Today we tromped on down to the lawyer's office to sign the final paperwork on Nemesis Games. We're officially & completely in business! Except that we don't have a company bank acccount yet, we haven't lined up an accountant yet, our web site is still blank, and on and on... but it's another step forward.
Been a while since I dropped any hints about the Semi-Secret MMO project, so here's another one: it is NOT based on any of my previously published paper RPG games.

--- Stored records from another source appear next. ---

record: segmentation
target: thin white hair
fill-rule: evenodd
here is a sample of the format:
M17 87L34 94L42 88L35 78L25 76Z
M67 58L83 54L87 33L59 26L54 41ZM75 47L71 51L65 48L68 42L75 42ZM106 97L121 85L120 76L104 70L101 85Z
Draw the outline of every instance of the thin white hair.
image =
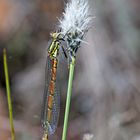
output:
M69 0L59 26L63 34L85 33L91 27L92 18L88 0Z

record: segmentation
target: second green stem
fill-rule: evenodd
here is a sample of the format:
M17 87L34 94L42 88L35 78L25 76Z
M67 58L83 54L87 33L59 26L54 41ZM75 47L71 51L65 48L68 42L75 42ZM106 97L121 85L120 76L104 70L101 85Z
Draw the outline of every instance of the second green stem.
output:
M14 123L13 123L13 111L12 111L12 103L11 103L11 92L10 92L8 65L7 65L7 55L6 55L6 49L5 48L3 49L3 62L4 62L6 91L7 91L9 118L10 118L10 126L11 126L11 136L12 136L12 140L15 140L15 131L14 131Z

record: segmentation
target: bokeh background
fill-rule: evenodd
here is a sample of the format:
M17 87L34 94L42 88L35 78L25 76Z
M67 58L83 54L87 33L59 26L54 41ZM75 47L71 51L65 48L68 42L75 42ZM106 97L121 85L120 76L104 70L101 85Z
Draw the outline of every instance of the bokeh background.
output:
M89 0L92 28L77 53L68 140L140 139L140 1ZM0 140L10 139L2 49L7 48L17 140L40 140L49 33L64 0L0 0ZM63 127L68 68L58 70Z

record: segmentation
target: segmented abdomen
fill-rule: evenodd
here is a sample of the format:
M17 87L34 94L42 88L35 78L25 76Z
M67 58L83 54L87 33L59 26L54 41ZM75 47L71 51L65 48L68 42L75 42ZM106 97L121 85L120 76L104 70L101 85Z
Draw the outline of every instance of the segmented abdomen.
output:
M48 56L48 84L44 93L44 105L42 111L42 125L44 131L48 134L53 134L56 130L59 110L60 110L60 94L56 90L56 75L57 75L57 58Z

Though I think Teenage Demon Slayers could make a pretty cool MMO. Maybe someday...
You know what's pretty cool, that you probably never knew about before? This:
www.jasonhackenwerth.com
If you can't be bothered to go take a look, I'll tell you: the man makes amazing balloon sculptures - and costumes! - of weird undersea creatures. Is that amazing, or what?
-Jeff Dee
Episode 15
Another cool thing you might not already know about:
Tekumel
http://www.tekumel.com/
This is the most fascinating fantasy setting ever devised, in my opinion. Published materials include novels, treatises on history, culture, religion and warfare, maps, and several different role-playing game systems. I spent most of my spare time last year adapting the previously published game material to my own tabletop role-playing rules, Pocket Universe. For a while I was running three concurrent Tekumel campaigns. If you have any interest in this sort of thing, you should check it out.